Mrs. Banim, a nervous, middle-aged woman, hurried to the door to greet them.
“Come in, Miss Trenchard. Come in. Sally hasn’t—Sally isn’t in trouble at school is she?” The woman peered into the teacher’s face with a worried little frown.
“Oh, no. I never have any trouble with her, Mrs. Banim,” the teacher answered. “But I did want to talk to you. Sally, do you want to go out and—” Miss Trenchard glanced down to where Sally had stood; she was gone. There it was again! It made Miss Trenchard a little nervous herself. It was spooky!
Mrs. Banim was dusting a chair with the comer of her apron. “Sit down, Miss Trenchard,” she invited with words and erratic little gestures.
“I don’t quite understand Sally,” Miss Trenchard said as she sat. “I thought perhaps you might be able to help me.
“I can’t.” There was hopelessness in Mrs. Banim’s voice. “I wish I could, but I don’t understand her myself. None of the other children are—they’re all healthy, normal children. A body knows what to do with them. But Sally! I’m scared to death what she’s going to say next when anyone is around. She’s continually getting not only herself but the whole family in trouble.”
Mrs. Banim was peering closely at the teacher’s face, her eyes the color of faded blue denim. The cheek-muscles on her right cheek quivered slightly and repeatedly in a nervous tic. Perhaps this mother was the root of Sally’s trouble the teacher thought momentarily.

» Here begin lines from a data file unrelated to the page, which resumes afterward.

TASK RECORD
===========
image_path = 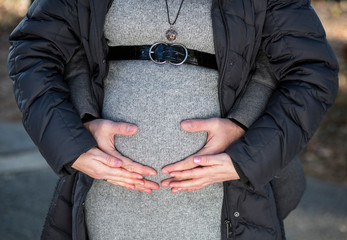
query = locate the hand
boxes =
[161,118,245,193]
[72,119,159,193]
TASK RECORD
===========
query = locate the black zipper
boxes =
[218,0,233,239]
[218,0,230,117]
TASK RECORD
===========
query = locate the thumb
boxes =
[193,154,225,166]
[111,122,138,136]
[181,119,212,132]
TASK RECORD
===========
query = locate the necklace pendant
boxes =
[166,26,177,41]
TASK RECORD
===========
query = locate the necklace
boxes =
[165,0,184,41]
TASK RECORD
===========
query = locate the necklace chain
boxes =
[165,0,184,26]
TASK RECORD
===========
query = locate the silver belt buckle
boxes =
[148,42,188,66]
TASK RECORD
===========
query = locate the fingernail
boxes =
[128,124,137,132]
[115,160,122,165]
[182,120,192,130]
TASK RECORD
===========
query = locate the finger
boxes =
[169,178,208,189]
[93,149,123,168]
[106,180,135,190]
[193,153,227,166]
[135,180,159,193]
[161,147,213,174]
[161,178,175,187]
[170,167,211,180]
[161,156,199,174]
[122,158,157,176]
[108,121,138,136]
[181,118,216,132]
[104,168,143,181]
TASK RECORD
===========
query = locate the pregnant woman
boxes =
[9,0,337,240]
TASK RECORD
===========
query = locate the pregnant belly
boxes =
[103,61,219,180]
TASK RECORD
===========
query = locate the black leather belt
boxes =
[107,43,217,70]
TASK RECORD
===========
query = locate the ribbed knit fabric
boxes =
[85,0,223,240]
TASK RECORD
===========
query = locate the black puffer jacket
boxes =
[8,0,338,240]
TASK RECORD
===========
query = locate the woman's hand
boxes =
[161,118,245,193]
[72,119,159,193]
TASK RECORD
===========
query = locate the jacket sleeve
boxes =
[227,51,277,129]
[8,0,96,175]
[226,0,338,187]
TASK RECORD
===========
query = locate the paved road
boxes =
[0,122,347,240]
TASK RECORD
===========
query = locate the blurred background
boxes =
[0,0,347,240]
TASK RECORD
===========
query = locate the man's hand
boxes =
[72,119,159,193]
[161,118,245,193]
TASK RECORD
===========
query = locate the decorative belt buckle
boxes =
[148,42,188,66]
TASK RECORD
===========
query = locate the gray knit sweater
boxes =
[72,0,274,240]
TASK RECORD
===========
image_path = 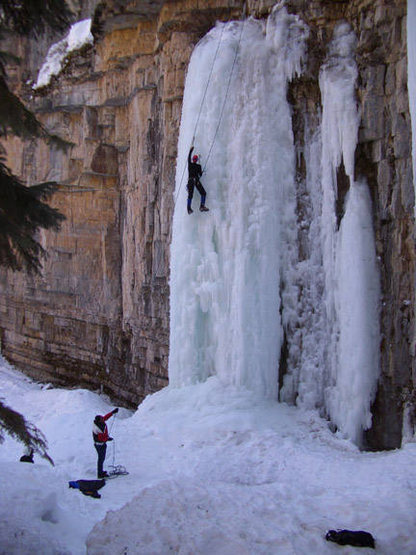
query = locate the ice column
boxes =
[320,24,380,444]
[169,9,306,398]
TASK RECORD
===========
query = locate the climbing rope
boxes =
[152,19,245,283]
[202,19,245,172]
[173,20,225,208]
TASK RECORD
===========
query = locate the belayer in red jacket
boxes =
[92,409,118,478]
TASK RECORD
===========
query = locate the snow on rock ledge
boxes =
[33,19,94,89]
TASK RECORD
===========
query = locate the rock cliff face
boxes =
[0,0,416,448]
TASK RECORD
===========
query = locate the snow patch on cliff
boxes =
[33,19,94,89]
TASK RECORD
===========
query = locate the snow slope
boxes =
[0,362,416,555]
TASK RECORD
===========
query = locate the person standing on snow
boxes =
[187,146,209,214]
[92,409,118,478]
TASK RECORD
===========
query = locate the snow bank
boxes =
[33,19,94,89]
[0,362,416,555]
[169,9,307,398]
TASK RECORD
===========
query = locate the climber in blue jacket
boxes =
[187,146,209,214]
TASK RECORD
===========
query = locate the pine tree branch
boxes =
[0,157,65,273]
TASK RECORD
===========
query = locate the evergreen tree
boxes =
[0,0,71,464]
[0,0,71,273]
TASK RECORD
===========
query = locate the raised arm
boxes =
[188,146,194,164]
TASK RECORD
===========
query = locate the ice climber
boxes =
[92,409,118,478]
[187,146,209,214]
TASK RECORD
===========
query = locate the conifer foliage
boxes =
[0,0,71,273]
[0,0,71,464]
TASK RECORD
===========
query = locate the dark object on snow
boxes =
[68,480,105,499]
[20,448,35,463]
[325,530,375,548]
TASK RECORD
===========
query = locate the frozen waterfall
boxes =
[169,8,378,448]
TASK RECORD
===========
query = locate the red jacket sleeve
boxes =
[103,411,113,421]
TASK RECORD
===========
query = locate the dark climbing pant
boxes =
[94,443,107,478]
[187,178,207,206]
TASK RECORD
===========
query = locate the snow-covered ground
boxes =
[0,361,416,555]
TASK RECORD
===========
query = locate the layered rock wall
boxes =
[0,0,415,448]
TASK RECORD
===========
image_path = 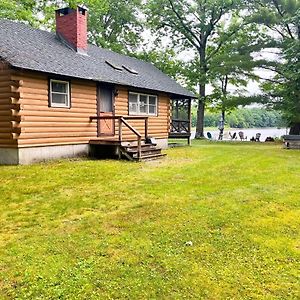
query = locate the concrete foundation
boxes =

Mrs. Banim went on. “Some folks are saying Sally shouldn’t have spoken out last night,” she said. “I suppose you’ve come about that, since it ain’t something at school. Well, I don’t blame Sally this time. Her father was in that cage, and goodness only knows what would have happened if Bill hadn’t been found quick. I tell you, I don’t blame Sally. I’d a-told myself if I had a-known.”
Miss Trenchard leaned forward. “That’s just it, Mrs. Banim. How did Sally know? I’m not blaming her for telling where Bill was, even if Dorothy does get a divorce. It’s not Sally’s fault that he was—where he shouldn’t have been. But how did she know where he was, and that her father was in that one cage? He m
ight have been on any trip coming out, but you tell me he was on that one. Sally said he was on that trip last night; I heard her. How could she know?”
Mrs. Banim’s hands spread in a helpless gesture. “Nobody has ever figgered out how Sally knows things, Miss Trenchard. We’ve tried and tried to get her to tell us, and all she does is cry and say she don’t know.
“It’s always been that-a way, and she’s right when she says people are a-scared of her and blame her with all kinds of things she ain’t done. Like they did in Brownsville. We ain’t told why we left there and come here. Well, the reason is the same as what is a-building up here. And two other places a-fore that.”
“What do you mean Mrs. Banim? Sally’s a good, obedient child; she never does anything vicious or mean!”
“No, she don’t. Some people get mad at her, and some get afraid. Either one is as bad as t’other. Her father says—” Mrs. Banim’s chin sought to hide on her scanty fleshed breast, “that if things—go wrong—here we’ll just have to send Sally to an asylum.”
Walking to her boarding house in the gathering dusk, the troubled teacher paused to speak to Mrs. Schnitzler, perched on a ladder, hammering at the top door facing of her front door.
“What in the world are you doing Mrs. Schnitzler?” she inquired conversationally.
Mrs. Schnitzler half turned on the ladder. “I put cross on door for witch,” she said. “I think no witch in this country. Now I see was wrong. Is one here.”
“Oh, no!” Miss Trenchard said gently. “We don’t have witches in America, Mrs. Schnitzler.”
“Is so,” the woman answered. “That Sally Banim is witch. Me, I know! I haf seen witch in Vienna. Just lak her, but more older.”
In spite of herself, Miss Trenchard found her eyes searching other door-facings as she slowly walked away. This coal camp population was in main immigrants from Europe. It would indeed go hard with Sally if some way were not found to stop the hysteria immediately.